Thursday, May 19, 2016

The Egyptian Lover - 1983-1988 (Stones Throw, 2016)

The Egyptian Lover
Stones Throw

: 8.5 tadpole shrimp out of 10

I had no idea Egyptian Lover even existed until Moogfest in 2014.  A friend and I had driven up to Asheville just for the day to see Kraftwerk (one of the best shows I've ever seen in my entire life, for the record), and while wasting time that afternoon walking around downtown, came across the free, outdoor portion of the festival.  It was five in the afternoon, and here was this older, slightly chubby gentleman (and his assistant?) blasting some of the raddest 808 beats and synth layers on top of rapping that was straight out of the playbook of Afrika Bambaata.  It literally felt like I'd traveled back in time, and I loved every minute of it.  It was the perfect hip hop accompaniment to Kraftwerk, an urban version of their sound in a lot of ways. 

After that gig I searched out his material, but outside of Discogs it's not super easy to find.  Thankfully, the good folks at Stones Throw got a hold of the masters from the Lover himself, and released a four record compilation of all of his jams called "1983-1988" (despite the name, these songs are actually all from the period of 1983 to 1987).  It sounds so goddamn great, I want nothing more than to drive around and bump this in my car as if I was a kid again.  So many jams here - "Egypt, Egypt," "Computer Power," "Dial-A-Freak," "My House (On the Nile)," ...seriously, I love everything on here.  Just writing about it makes me excited to listen again and again and again.

King Khan - Never Hold On 7'' (Khannibalism / Ernest Jenning Record Co, 2016)

King Khan
Never Hold On 7''
Khannibalism / Ernest Jenning Record Co

: 8 hot, buttered corn-on-the-cobs out of 10

Despite being a fan for a long ass time of all things King Khan related, over the last couple of years my fervor for keeping up with his every release has somewhat waned.  Then he comes out with this stone cold jam called "Never Hold On," all lush and smooth, and I'm totally back in.  This track sounds like a throwback to the Brill Building days, complete with string section arrangements.  I couldn't love this any more than I do.  The b-side "A Tree Not a Leaf Am I" is fine, not special or boring really, just there.  Sorta slow and sultry, but not particularly exciting.  That a-side is fire though, and worth the price of admission alone. 
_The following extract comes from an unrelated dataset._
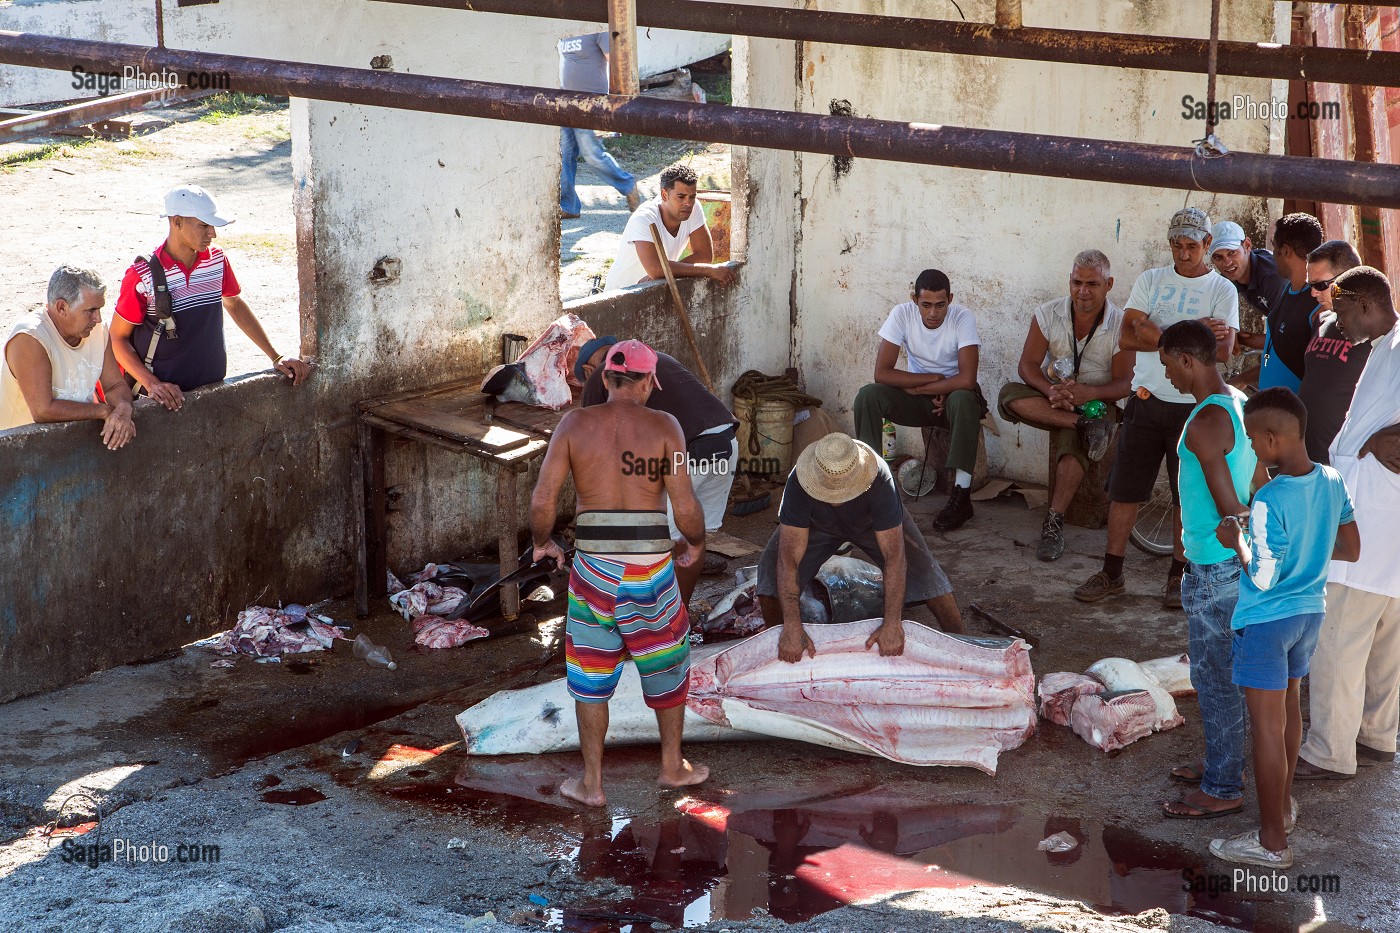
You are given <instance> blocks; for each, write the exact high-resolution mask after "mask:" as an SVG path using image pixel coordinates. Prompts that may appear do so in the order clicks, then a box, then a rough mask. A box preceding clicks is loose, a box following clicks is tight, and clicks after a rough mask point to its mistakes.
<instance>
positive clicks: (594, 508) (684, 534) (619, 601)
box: [531, 340, 710, 807]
Apparently the songs from this release (along with another seven inch from Khan called "America Goddamn" that I'm not feeling quite as much as this one) are taken from the soundtrack to a documentary called "The Invaders" that may have some involvement with the world's strangest filmmaker, Alejandro Jodorowsky.  I can't find out a lot about it though.  I may not have tried very hard, to be honest. 

Monday, May 9, 2016

Mean Jeans - Tight New Dimension (Fat Wreck Chords, 2016)

Mean Jeans
Tight New Dimension
Fat Wreck Chords

: 7.5 pink plumber pills out of 10

I'm not sure if Mean Jeans wins the award for best album cover or worst album cover of the year, but it's gotta be in the running for one of those (my vote is best, but I have notoriously bad taste).  Regardless, if you take anything from listening to Mean Jeans, it's not to take shit too seriously.  Their music is basically a modern version of three-chord Ramones punk with some Jeff the Brotherhood-style riffs thrown in; the songs are catchy as hell (though maybe a tad overproduced for my personal taste), and the lyrical content probably couldn't be any stupider.  Song titles like "Michael Jackson Was Tight," "Are There Beers in Heaven?," "4 Coors Meal," and "Croozin'" sorta let you know exactly what you're in for...punk party rock for dudes who like to wear short cut off jean shorts, thrift store hats, and drink a lot of a terrible beer.  On paper that sounds terrible to most people, but seriously...the songs are crazy catchy.  

Eric Bachmann - Eric Bachmann (Merge, 2016)

Eric Bachmann
Eric Bachmann

: 8.5 pink highlighters out of 10

I'm sure the "why" has been explained somewhere, but Crooked Fingers is no more, and now Eric Bachmann is just recording under his own name.  He's released recordings under his name before, and everyone knows Crooked Fingers was really just Bachmann solo anyways, but if he felt the need to jump through this hoop to keep going as an artist, who am I to argue.  I'm just glad he's still making music and I've got a new record to listen to...and a really, really damn good new record at that.  The second track "Mercy" is one of the best songs he's ever written, and certainly the closest he's ever come to producing music that would be confused with a sixties girl group.  there's actually quite a bit of backing female vocals ("Dreaming" and "Seperation Fright" are a couple of other outstanding examples, and there are more), which adds a nice extra layer you don't usually get with his sound.  I could see some (stupid) people being turned off of this slight turn, but Bachmann's deep voice still dominates - there is no changing that.  I feel pretty good saying this will be one of my favorite records of the year...then again, I can often say that about any music Eric Bachmann releases.